En torno a la Inteligencia Artificial

MANUEL MORALES LAMA

La Diplomacia, como instrumento de ejecución de la política exterior del Estado, debe auxiliarse de las “herramientas tan esenciales y efectivas”, como las facilitadas por la Tecnología de la Información y la Comunicación (TIC), y en ello ineludiblemente de la Inteligencia Artificial (IA).

Es en base a ello que recientemente la República Dominicana dio a conocer su Estrategia Nacional de la IA, que entre sus objetivos prevé “impulsar una política exterior proactiva y favorable a la IA”.

La IA se ha definido “como un conjunto de Tecnologías de Información y Comunicaciones (TIC), avanzadas, consistentes en máquinas capaces de imitar ciertas funcionalidades de la inteligencia humana, incluidas características tales como percepción, aprendizaje, razonamiento, resolución de problemas, interacción con el lenguaje e incluso producción de trabajos creativos” (COMEST).

En ese sentido, procede señalar que la Diplomacia se vale de diversas modalidades de ejecución.

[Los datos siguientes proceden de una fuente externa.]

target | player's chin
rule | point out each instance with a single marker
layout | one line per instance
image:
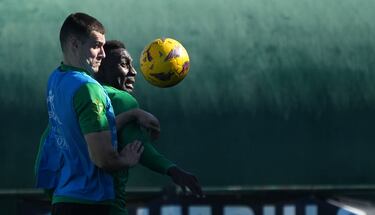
(128, 87)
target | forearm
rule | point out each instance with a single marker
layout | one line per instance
(125, 117)
(155, 161)
(102, 152)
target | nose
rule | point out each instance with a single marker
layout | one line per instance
(133, 71)
(102, 52)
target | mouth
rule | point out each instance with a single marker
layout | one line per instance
(129, 83)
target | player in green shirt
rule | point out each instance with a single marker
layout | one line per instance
(117, 75)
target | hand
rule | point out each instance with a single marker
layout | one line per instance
(131, 153)
(150, 123)
(185, 179)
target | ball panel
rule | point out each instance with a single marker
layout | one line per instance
(164, 62)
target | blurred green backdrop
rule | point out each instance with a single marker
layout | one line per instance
(278, 93)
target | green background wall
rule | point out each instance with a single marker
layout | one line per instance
(279, 92)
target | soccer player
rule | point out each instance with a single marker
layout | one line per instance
(117, 75)
(80, 145)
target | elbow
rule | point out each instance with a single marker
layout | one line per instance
(105, 165)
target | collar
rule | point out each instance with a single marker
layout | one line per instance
(66, 68)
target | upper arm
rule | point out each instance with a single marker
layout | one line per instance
(89, 105)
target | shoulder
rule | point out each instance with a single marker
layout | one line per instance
(90, 91)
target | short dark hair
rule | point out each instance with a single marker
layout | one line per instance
(102, 75)
(79, 25)
(113, 44)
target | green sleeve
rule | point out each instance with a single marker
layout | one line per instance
(89, 103)
(41, 142)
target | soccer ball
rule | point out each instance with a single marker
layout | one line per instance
(164, 62)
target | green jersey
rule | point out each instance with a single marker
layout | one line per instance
(150, 158)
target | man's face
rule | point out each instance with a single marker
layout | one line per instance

Dentro de ellas debe destacarse la Diplomacia Pública por lo esencial que suele ser la IA para hacer más efectivo su ejercicio.

La Diplomacia Pública se refiere a los esfuerzos y estrategias de comunicación que utiliza un país para interactuar con audiencias extranjeras, construir relaciones positivas y promover su imagen y valores en el escenario global.

Cabe destacar que la IA es una herramienta que tiene la capacidad de analizar grandes cantidades de datos de diversas fuentes, como redes sociales, noticias de prensa y consideraciones públicas, pudiendo ofrecer información sobre la opinión pública y las tendencias globales.

Esto permite a las autoridades competentes en las relaciones exteriores tomar decisiones con mayor conocimiento de causa, dar forma a los contenidos a ser difundidos y tener mayor eficiencia en el ejercicio de “las funciones de Observación e Información” que corresponden a las Embajadas, entre otros esenciales aportes de la IA.

No obstante, si bien es cierto que la IA ofrece importantes beneficios, esta herramienta debe utilizarse con sumo cuidado para evitar la influencia de informaciones erróneas o no del todo precisas y deben usarse siempre métodos de comprobación alternativos.

En ese contexto, debe destacarse que, a pesar de que la IA ofrece numerosas oportunidades para mejorar el ejercicio de la Diplomacia Pública, no es menos cierto que también presenta desafíos como, preocupaciones sobre la privacidad, consideraciones éticas y “la posibilidad de sesgo en los algoritmos de la IA”.

Lograr el equilibrio adecuado entre tecnología y Diplomacia es un aspecto fundamental para aprovechar eficaz y convenientemente la IA.

Desde otra perspectiva cabe puntualizar que, pese a todos los beneficios que ofrece la IA, el ejercicio diplomático sigue siendo una tarea fundamentalmente humana y la IA básicamente debe utilizarse para apoyar los esfuerzos realizados en determinados e importantes aspectos de la política exterior, lo que equivale a decir que en el ejercicio diplomático aún no es posible reemplazar a los propios diplomáticos por la complejidad y responsabilidad que caracteriza su quehacer en su calidad de “representantes del Estado”, como podría ocurrir en otras profesiones en que su ejercicio involucra actividades que han sido calificadas como “repetitivas” y “automatizadas”.

Consecuentemente es recomendable que los diplomáticos estén debidamente capacitados para valerse de estas fundamentales herramientas en su esencial quehacer, para el Estado que representan.